The Giraffe, the tallest land mammal (up to 20 feet tall), is well-known for its extremely long neck. Giraffes are native to sub-Saharan Africa.
Its height and long neck allow it to reach leaves well out of reach of other terrestrial animals.
Giraffes used to be considered as one species with several subspecies, distinguishable mainly by the patterns of their coat.
In late 2016 they were divided into four species: Northern
(Giraffa camelopardalis), Southern
(G. giraffa), Masai
(G. tippelskirchi) and Reticulated/Somali
The Baringo Giraffe, Giraffa camelopardalis rothschildi, above left, also called the
Ugandan Giraffe and Rothschild's, is endangered. They are the tallest and rarest of the three species from East Africa.

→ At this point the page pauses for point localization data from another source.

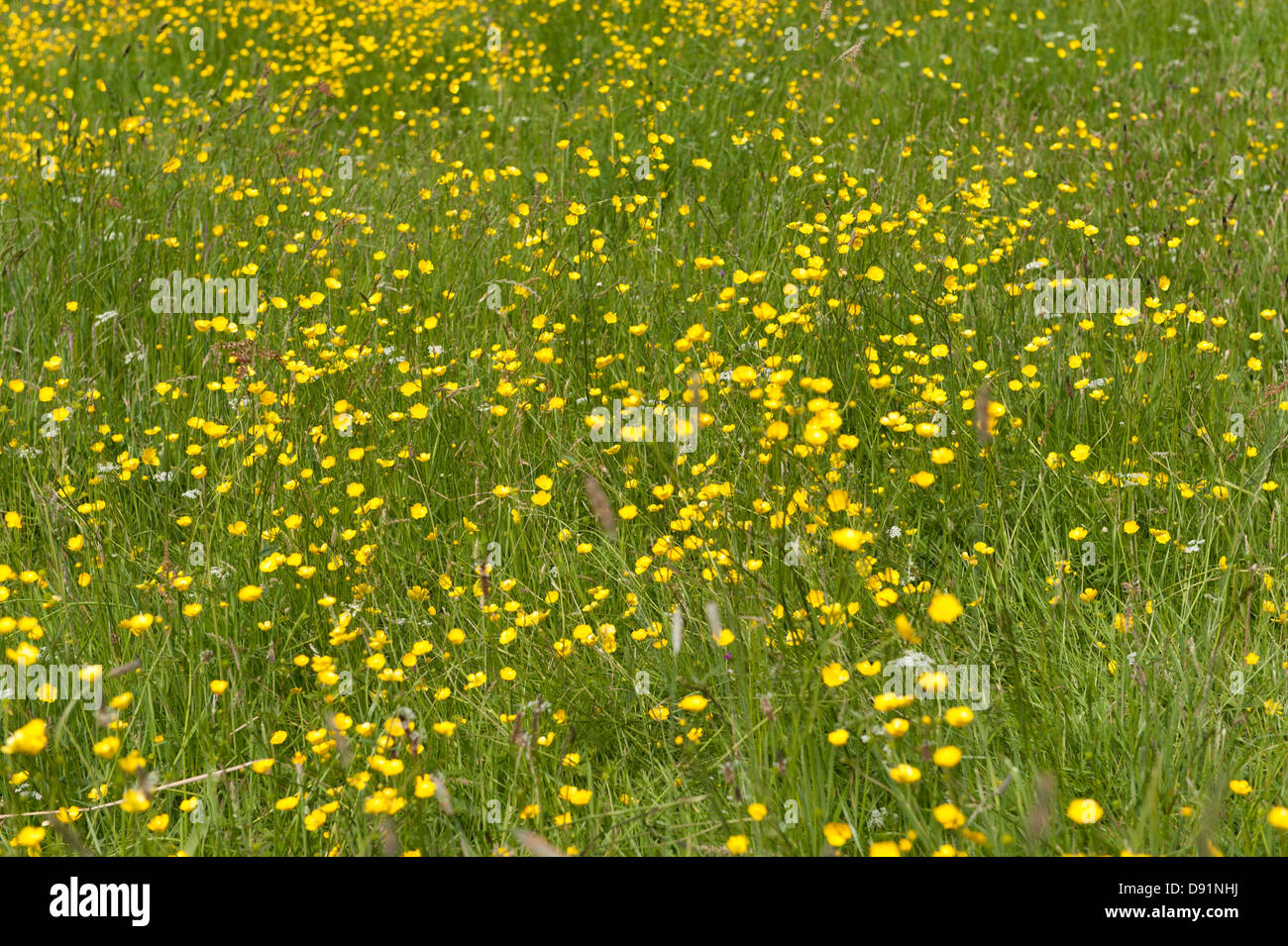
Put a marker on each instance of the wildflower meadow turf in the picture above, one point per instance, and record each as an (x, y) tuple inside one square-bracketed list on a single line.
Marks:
[(643, 428)]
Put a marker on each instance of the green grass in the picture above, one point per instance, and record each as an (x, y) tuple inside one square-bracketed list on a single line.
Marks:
[(1127, 679)]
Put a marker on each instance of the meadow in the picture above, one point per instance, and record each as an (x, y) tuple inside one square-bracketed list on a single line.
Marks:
[(643, 429)]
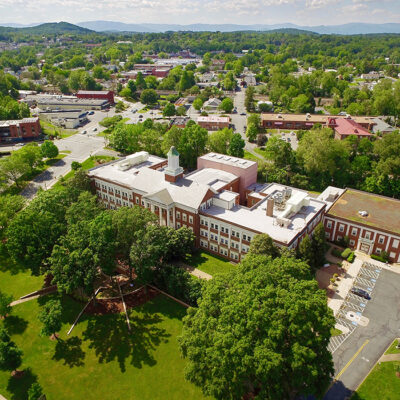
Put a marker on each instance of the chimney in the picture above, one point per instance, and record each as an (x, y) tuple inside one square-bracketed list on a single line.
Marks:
[(270, 207), (173, 172)]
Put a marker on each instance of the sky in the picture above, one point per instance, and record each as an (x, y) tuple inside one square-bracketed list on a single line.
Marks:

Others are extremely rare, including the nominal Northern subspecies, the Nubian Giraffe from south Sudan/Ethiopia, which is rare in the wild and in captivity.
Giraffes live in small, non-constant groups, mainly females, calves and young adults with occasional, itinerant males. They are polygamous.
Both males and females have small horns on their heads.
The Latin name comes from "camel" and "leopard" and the first giraffes were described as like long-necked
dromedary camels with leopards' spots and were called "camelopards".
The Reticulated Giraffe, above, Giraffa reticulata, previously G. camelopardalis reticulata,
also called the Somali Giraffe, with its distinctive warm red coat with large, fairly solid-edged, close pattern, is also native to East Africa:
north-eastern Kenya, Ethiopia and Somalia. It is also rare.
The most numerous Giraffe is the Masai Giraffe of Kenya and Tanzania, followed by the South African Giraffe (neither
shown here), both (especially the former) with smaller, wide-spaced, jagged, dark blotches.